昨年3月の地裁決定は、2019年12月8日の取り調べを陵虐行為と認定しましたが、継続的ではないとして付審判の判断はしなかったのです。
これに対し大阪高裁の決定は、翌9日も含めた取り調べで、山岸さんの関与を否定する元部下に対して「検察なめんな」などと一方的に怒鳴り、机を叩いて責め立てたと指摘。一連の取り調べを「虚偽供述が誘発されかねない危険性の高いもの」と結論づけました。
その上で、今回の取り調べが大阪地検特捜部の証拠改ざん事件を受けて導入された録音・録画下で行われた点を問題視し、「検事個人の資質や能力が原因と捉えるべきではなく、検察の捜査・取り調べのあり方を『組織として真剣に検討するべきだ』」と求めました。
「検察官は人の人生を狂わせる権力を持っている」
大阪高裁の決定によると、大阪地検特捜部に所属していた田渕大輔検事は取り調べで「ウソをついても謝りもしない非常識な人間」「検察官は人の人生を狂わせる権力を持っている」などと発言したと。

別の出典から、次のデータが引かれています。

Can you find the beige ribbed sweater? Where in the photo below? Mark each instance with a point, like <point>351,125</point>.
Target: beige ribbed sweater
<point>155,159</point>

そして、約50分間にわたって机を叩いたり、大声で詰問したりしたと。
「深刻な問題と受けとめられていないこと自体が問題の根深さを物語っている」
大阪高裁の決定は、こうした取り調べは「検察官に迎合する虚偽供述を誘発する危険性が高い」と指摘しました。取り調べは録音・録画され、他の検察官も映像を見たはずなのに、検察庁内部で適切な対応が取られた形跡はうかがえず「深刻な問題と受けとめられていないこと自体が問題の根深さを物語っている」としました。
検察の不起訴処分を受け入れることは、田渕検事の取り調べを「結果的に許容すること」につながるとも述べました。

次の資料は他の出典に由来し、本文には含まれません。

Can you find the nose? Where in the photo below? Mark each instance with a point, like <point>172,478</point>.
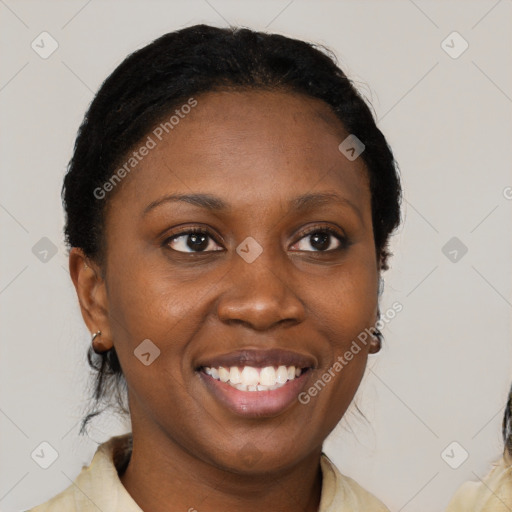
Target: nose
<point>260,295</point>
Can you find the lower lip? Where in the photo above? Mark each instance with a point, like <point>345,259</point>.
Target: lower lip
<point>256,403</point>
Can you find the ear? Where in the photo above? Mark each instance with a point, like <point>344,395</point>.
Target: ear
<point>92,295</point>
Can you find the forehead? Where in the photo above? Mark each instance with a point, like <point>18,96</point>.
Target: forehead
<point>247,146</point>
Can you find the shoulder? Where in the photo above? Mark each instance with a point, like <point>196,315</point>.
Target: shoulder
<point>341,493</point>
<point>493,492</point>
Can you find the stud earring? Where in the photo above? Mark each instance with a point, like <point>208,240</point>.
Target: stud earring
<point>97,346</point>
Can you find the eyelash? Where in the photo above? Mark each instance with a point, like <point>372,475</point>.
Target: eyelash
<point>344,241</point>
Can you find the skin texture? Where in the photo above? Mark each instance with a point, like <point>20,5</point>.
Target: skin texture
<point>256,150</point>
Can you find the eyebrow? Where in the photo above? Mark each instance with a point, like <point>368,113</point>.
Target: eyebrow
<point>213,203</point>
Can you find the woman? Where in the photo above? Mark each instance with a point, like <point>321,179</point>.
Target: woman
<point>229,205</point>
<point>494,492</point>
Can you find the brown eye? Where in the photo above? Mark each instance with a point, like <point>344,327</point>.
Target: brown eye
<point>323,239</point>
<point>192,240</point>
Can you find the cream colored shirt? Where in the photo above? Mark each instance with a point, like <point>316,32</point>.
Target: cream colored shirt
<point>492,494</point>
<point>98,486</point>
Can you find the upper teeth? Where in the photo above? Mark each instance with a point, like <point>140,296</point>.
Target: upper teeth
<point>254,379</point>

「個人の資質や能力の問題にとどまらず、検察組織の問題と受けとめるべき」
その上で、大阪地検特捜部の証拠改ざん事件を受けて設置された「検察の在り方検討会議」などでの議論を受け、2019年から一部の事件で義務化された録音・録画下で行われた取り調べだったことにも言及し、「個人の資質や能力の問題にとどまらず、検察組織の問題と受けとめ、捜査や取り調べのあり方を改めていま議論すべきだ」と促しました。
「問題点が刑事裁判で明らかにされることを望む」
付審判は、公務員に職権濫用があったとする告訴や告発をしても、検察官が不起訴とした場合、裁判所に罪を問うよう直接求める制度で、1949年から2022年に付審判決定が出たのは22件で、そのうち9件で有罪判決が確定しています。
これまでは、ほぼ警察官が対象で、特捜検事が取り調べをめぐって罪に問われるのは初めてのことだそうです。
大阪高裁の決定を受けた記者会見で、弁護団の中村和洋弁護士は「個人の犯罪ではなく、組織の犯罪と決定は言っている。まさにその通りだ。問題点が刑事裁判で明らかにされることを望む」と強く述べました。
「捜査機関は、重く受けとめるべき」
取り調べの問題に詳しい葛野尋之・青山学院教授(刑事法)は、朝日新聞の取材に次のように述べています(24.8.9朝日朝刊)。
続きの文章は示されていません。